We consider the global optimization of nonconvex mixed-integer quadratic programs with linear equality constraints. In particular, we present a new class of convex quadratic relaxations which are derived via quadratic cuts. To construct these quadratic cuts, we solve a separation problem involving a linear matrix inequality with a special structure that allows the use of specialized solution algorithms.
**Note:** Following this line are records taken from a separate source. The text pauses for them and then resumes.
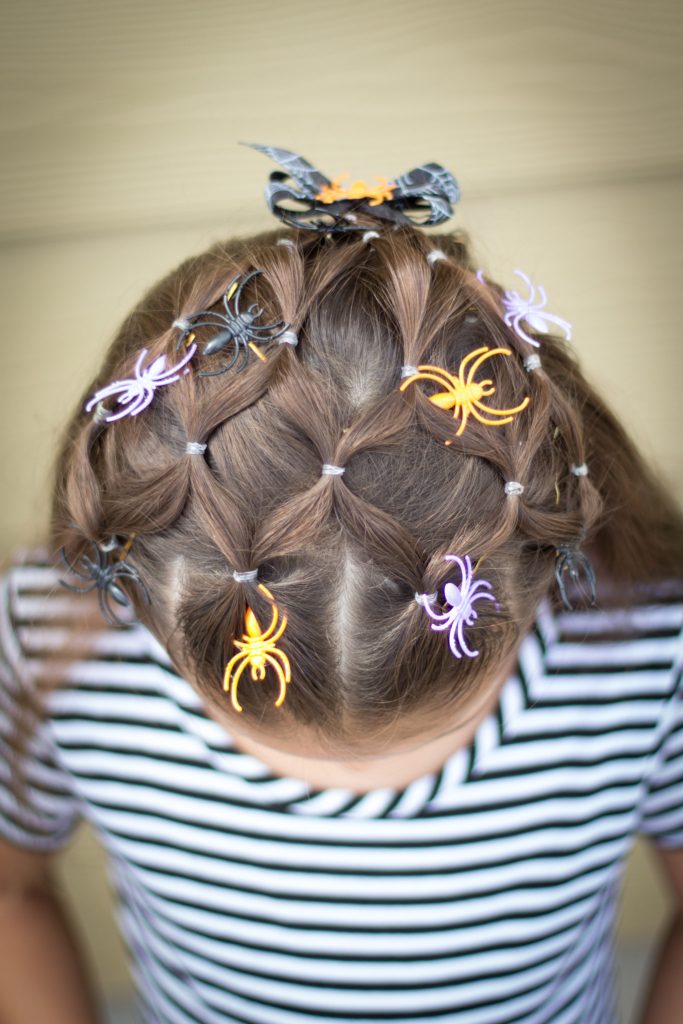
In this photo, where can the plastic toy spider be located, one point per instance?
(257, 649)
(464, 394)
(137, 392)
(529, 309)
(99, 573)
(461, 612)
(238, 329)
(570, 561)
Our quadratic cuts are nonconvex, but define a convex feasible set when intersected with the equality constraints. We show that our relaxations are an outer-approximation of a semi-infinite convex program which under certain conditions is equivalent to a well-known semidefinite program relaxation. The new relaxations are implemented in the global optimization solver BARON, and tested by conducting numerical experiments on a large collection of problems. Results demonstrate that, for our test problems, these relaxations lead to a significant improvement in the performance of BARON.

我们考虑具有线性等式约束的非凸混合整数二次规划的全局优化。特别是，我们提出了一类新的凸二次松弛，它是通过二次切割导出的。为了构造这些二次切割，我们解决了一个涉及线性矩阵不等式的分离问题，该问题具有允许使用专门的求解算法的特殊结构。我们的二次切割是非凸的，但在与等式约束相交时定义了一个凸可行集。我们表明，我们的松弛是半无限凸程序的外近似，在某些条件下相当于众所周知的半定程序松弛。新的松弛在全局优化求解器 BARON 中实现，并通过对大量问题进行数值实验进行测试。结果表明，对于我们的测试问题，这些松弛导致 BARON 性能的显着提高。